Although regimens that include new anticancer agents (e.g., gemcitabine) may be considered to be as effective as MVAC and to have superior tolerability, it is important to continue investigating such regimens as neoadjuvant chemotherapy. Some recent studies of neoadjuvant chemotherapy comparing GC therapy and MVAC therapy were reported [1]. Dash et al. [4] provided a positive report stating that, as preoperative chemotherapy, GC therapy was as effective as MVAC therapy in reducing the progression of the disease and the disease-free survival rate. However, other researchers published negative reports on regimens other than MVAC therapy. For example, it has been reported that chemotherapies other than MVAC therapy that included GC were ineffective in increasing the complete response (CR) rate pathologically compared to immediate cystectomy, and that the chemotherapies did not improve the overall survival rate [5]. We can anticipate the results of further prospective studies that will enable us to better compare the results of neoadjuvant chemotherapies.
In a study of MVAC therapy as neoadjuvant therapy for lymph node metastasis-positive patients, it was reported that, of 51 patients who underwent cystectomy, 14 achieved a pathologic CR (pCR) [6]. In that study, the subjects were patients who had been pathologically diagnosed as having lymph node metastasis of bladder cancer and patients who had undergone a needle biopsy or a lymphadenectomy because of swollen lymph nodes prior to cystectomy. It is highly interesting that of the patient group that did not include false-positive cases, 27.5% achieved a pCR.
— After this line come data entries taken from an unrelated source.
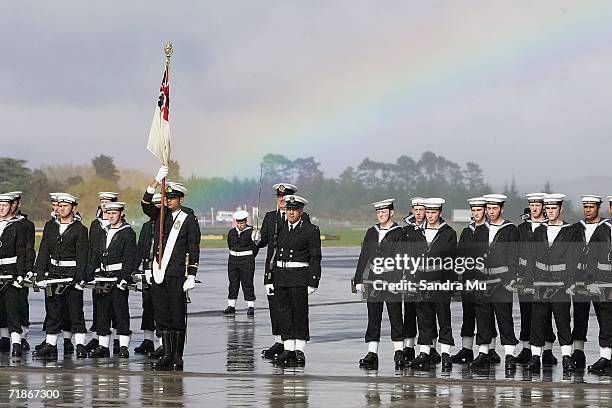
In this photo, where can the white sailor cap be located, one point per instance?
(477, 202)
(535, 197)
(417, 201)
(107, 195)
(591, 199)
(240, 215)
(175, 190)
(6, 198)
(384, 204)
(554, 198)
(283, 189)
(294, 201)
(115, 206)
(433, 203)
(495, 198)
(67, 198)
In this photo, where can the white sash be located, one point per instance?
(159, 273)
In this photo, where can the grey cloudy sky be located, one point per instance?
(513, 86)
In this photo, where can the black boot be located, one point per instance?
(145, 347)
(179, 341)
(579, 359)
(408, 355)
(369, 362)
(274, 350)
(421, 362)
(46, 351)
(524, 356)
(481, 361)
(568, 364)
(548, 358)
(464, 356)
(600, 366)
(166, 361)
(100, 352)
(398, 358)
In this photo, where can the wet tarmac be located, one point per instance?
(223, 364)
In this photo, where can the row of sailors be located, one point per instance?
(553, 266)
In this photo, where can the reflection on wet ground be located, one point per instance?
(223, 365)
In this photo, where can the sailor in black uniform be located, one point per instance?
(241, 263)
(382, 241)
(63, 254)
(499, 238)
(553, 262)
(176, 274)
(115, 258)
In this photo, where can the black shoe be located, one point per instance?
(568, 364)
(17, 350)
(286, 359)
(46, 351)
(434, 356)
(274, 350)
(123, 352)
(145, 347)
(157, 353)
(481, 361)
(579, 359)
(524, 356)
(464, 356)
(408, 355)
(494, 358)
(5, 345)
(369, 362)
(600, 366)
(548, 358)
(510, 362)
(91, 346)
(398, 358)
(421, 362)
(300, 358)
(447, 361)
(68, 347)
(81, 352)
(100, 352)
(533, 364)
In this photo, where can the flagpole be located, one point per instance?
(168, 52)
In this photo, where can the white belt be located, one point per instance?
(112, 267)
(55, 262)
(550, 268)
(497, 270)
(8, 261)
(290, 264)
(604, 267)
(241, 253)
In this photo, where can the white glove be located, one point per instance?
(17, 282)
(189, 283)
(161, 173)
(148, 276)
(122, 285)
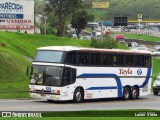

Herr et al. [7] conducted a median of 4 courses (range 2–6) of chemotherapy (MVAC in 60 cases) for 80 patients with bladder cancer with unresectable regional lymph node metastasis, and pCR was achieved in 24 cases (30%). These authors concluded that there was a CR for the therapeutic value of chemotherapy and that with a reduction ratio of 50% or more of the cases, patients with bladder cancer were well adapted to surgical treatment after chemotherapy. Sweeney et al. [8] observed 2 CRs among 11 patients who were treated surgically after 2 courses of chemotherapy (the regimen is not clear in their report), and they concluded that benefits could be obtained from surgery when there were two or fewer areas of lymph node metastasis after chemotherapy. Using only the above-cited studies as a reference, it seems that, in cases in which the evaluation of the patient after 2–6 courses of chemotherapy shows a CR or an effect close to a CR, one option is to embark on surgical treatment.
Although there are occasional documents stating that MVAC therapy is useful in cases involving lymph node metastasis, no documents were found discussing which regimen is best in terms of tissue type or differentiation. However, there were reports demonstrating that when MVAC therapy was implemented towards poorly-differentiated bladder tumors associated with small cell carcinoma, it resulted in CRs. In our patient, after clear benefits were seen with 3 courses of MVAC treatment, surgical treatment was conducted. The fact that radical cystectomy was performed swiftly after the chemotherapy is considered to be one reason for the effectiveness of the treatment. As shown in our patient, it appears that even in the case of progressive or metastatic cancer, chemotherapy can have significant effectiveness, and as long as the patient's overall condition is good, surgical treatment can be an option.